We’ve all gotten used to using filters and camera apps on our smartphones to produce interesting photography for our social-media lives. But if you’ve still got a separate stand-alone camera and are only using it in its Automatic setting (where you just snap the photo and go with minimal fuss), you may be missing out on some handy built-in shooting and exposure modes that can give your photos more zing when you actually take them.
Most decent point-and-shoot models have these modes, which you can usually find on a dial or in a menu in the camera’s controls. On the dial at the top of your camera, you may find settings for Shutter Priority, Aperture Priority, Manual and whatnot. There may also be a dial setting to take you into Scene Mode — or you may find that in one of the camera’s menus. The scene modes have names like Portrait, Landscape, Sports, Macro, Night and so on. The names typically refer to the type of photo you’re trying to take, and the camera’s settings are adjusted accordingly.

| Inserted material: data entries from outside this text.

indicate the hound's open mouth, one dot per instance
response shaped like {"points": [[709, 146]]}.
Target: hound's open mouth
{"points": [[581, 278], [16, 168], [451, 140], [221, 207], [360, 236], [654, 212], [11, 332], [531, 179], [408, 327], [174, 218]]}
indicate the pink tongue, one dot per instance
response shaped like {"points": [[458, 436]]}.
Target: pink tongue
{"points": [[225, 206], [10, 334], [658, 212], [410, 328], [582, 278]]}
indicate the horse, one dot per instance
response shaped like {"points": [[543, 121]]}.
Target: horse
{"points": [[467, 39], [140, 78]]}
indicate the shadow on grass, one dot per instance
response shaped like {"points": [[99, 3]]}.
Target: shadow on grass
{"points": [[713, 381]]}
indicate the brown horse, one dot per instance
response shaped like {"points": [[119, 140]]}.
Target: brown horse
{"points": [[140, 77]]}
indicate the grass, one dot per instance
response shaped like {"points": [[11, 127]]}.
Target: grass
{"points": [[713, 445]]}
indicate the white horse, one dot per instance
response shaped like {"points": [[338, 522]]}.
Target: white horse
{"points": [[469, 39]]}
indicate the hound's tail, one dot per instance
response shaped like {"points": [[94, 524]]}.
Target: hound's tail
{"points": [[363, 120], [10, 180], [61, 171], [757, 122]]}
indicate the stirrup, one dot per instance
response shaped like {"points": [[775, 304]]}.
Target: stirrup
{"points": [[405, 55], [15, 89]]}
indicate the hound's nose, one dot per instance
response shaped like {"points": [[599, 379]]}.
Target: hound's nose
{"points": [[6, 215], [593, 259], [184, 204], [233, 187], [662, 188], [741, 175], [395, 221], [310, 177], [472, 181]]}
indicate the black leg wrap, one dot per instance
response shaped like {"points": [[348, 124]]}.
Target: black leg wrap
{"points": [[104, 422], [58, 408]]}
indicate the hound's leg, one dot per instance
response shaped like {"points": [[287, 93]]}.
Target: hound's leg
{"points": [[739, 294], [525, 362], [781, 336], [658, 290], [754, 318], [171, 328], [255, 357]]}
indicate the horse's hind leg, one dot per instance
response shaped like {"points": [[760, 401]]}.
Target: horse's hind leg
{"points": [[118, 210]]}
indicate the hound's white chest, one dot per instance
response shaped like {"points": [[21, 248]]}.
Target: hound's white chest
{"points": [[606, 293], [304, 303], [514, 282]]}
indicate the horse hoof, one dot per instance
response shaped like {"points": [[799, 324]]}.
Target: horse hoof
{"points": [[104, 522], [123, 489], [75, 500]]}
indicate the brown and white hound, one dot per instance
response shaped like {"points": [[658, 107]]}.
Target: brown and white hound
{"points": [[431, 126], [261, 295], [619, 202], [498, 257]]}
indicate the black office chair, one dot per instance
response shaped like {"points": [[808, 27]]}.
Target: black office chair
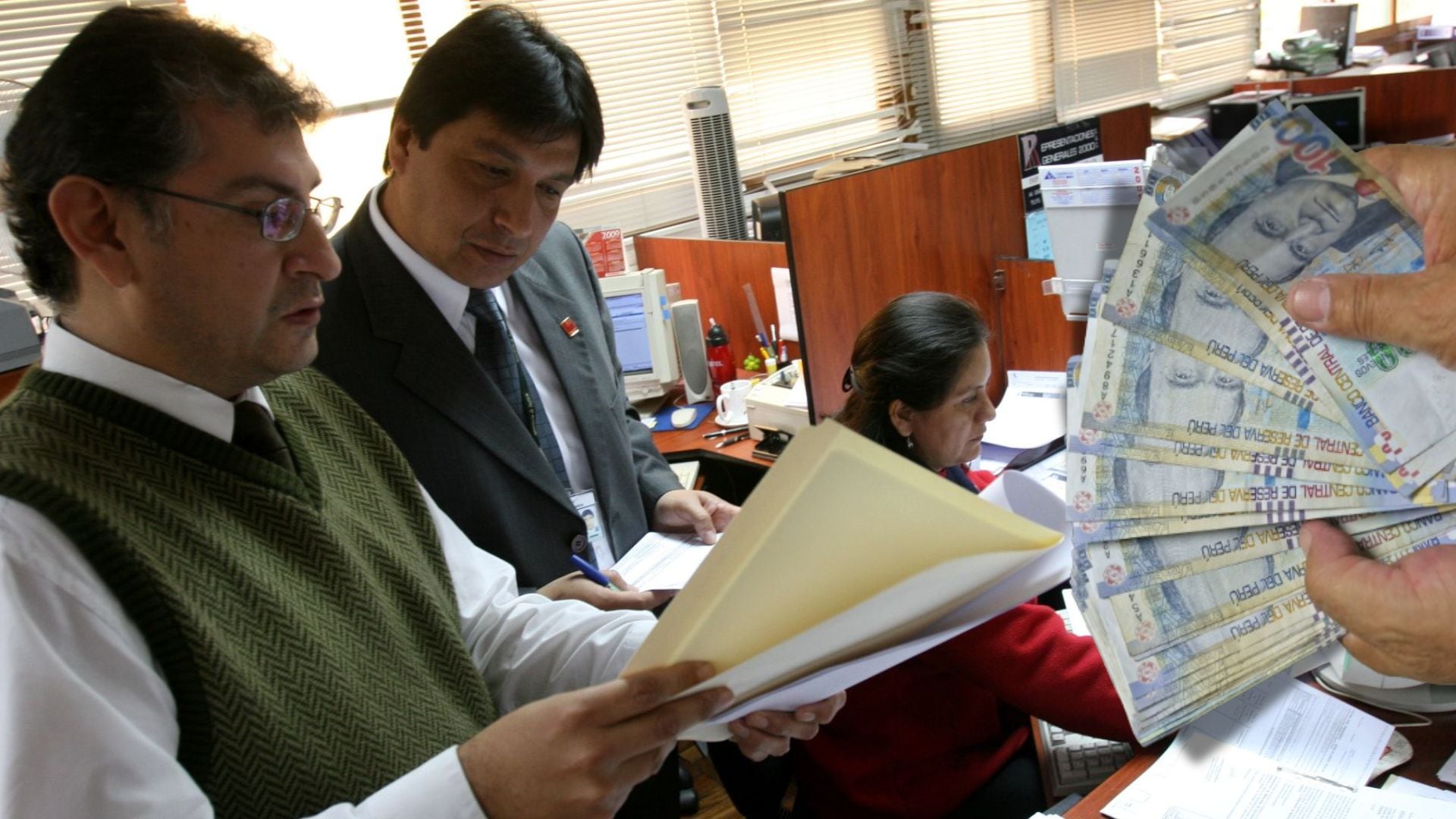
{"points": [[756, 789]]}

Take Portrait mode, the one you would use when you’re trying to capture an image of someone in the middle of the frame. In most cases, switching to Portrait mode will have the camera switch to a large aperture to narrow the depth of field — which means your subject is nicely in focus and commanding attention, but the background and any distracting elements are blurred.
Other modes adjust the flash, shutter speed, exposure settings and more to capture the gist of the situation. Sports mode, for example, kicks up the shutter speed to capture more of the action in focus.
Your camera’s instruction manual should have a full explanation of the settings and shooting modes your model offers. (Some of the better cameras even have an automatic setting that picks the scene mode for you based on the shooting conditions it senses.) If you’ve chucked or lost your manual, worry not.
You can usually find copies:
• On the manufacturer’s website. Look for a PDF download — Canon, Nikon, Sony and others usually have them posted.
• In the app store you use with your mobile device. You might luck into a free electronic version or manual viewer.
• Around the Web. The comprehensive ManualsOnline.com quite possibly may have your model’s guidebook.
Or, you could do what many nerds do: Just fiddle around and press buttons until you get the machine to do what you want.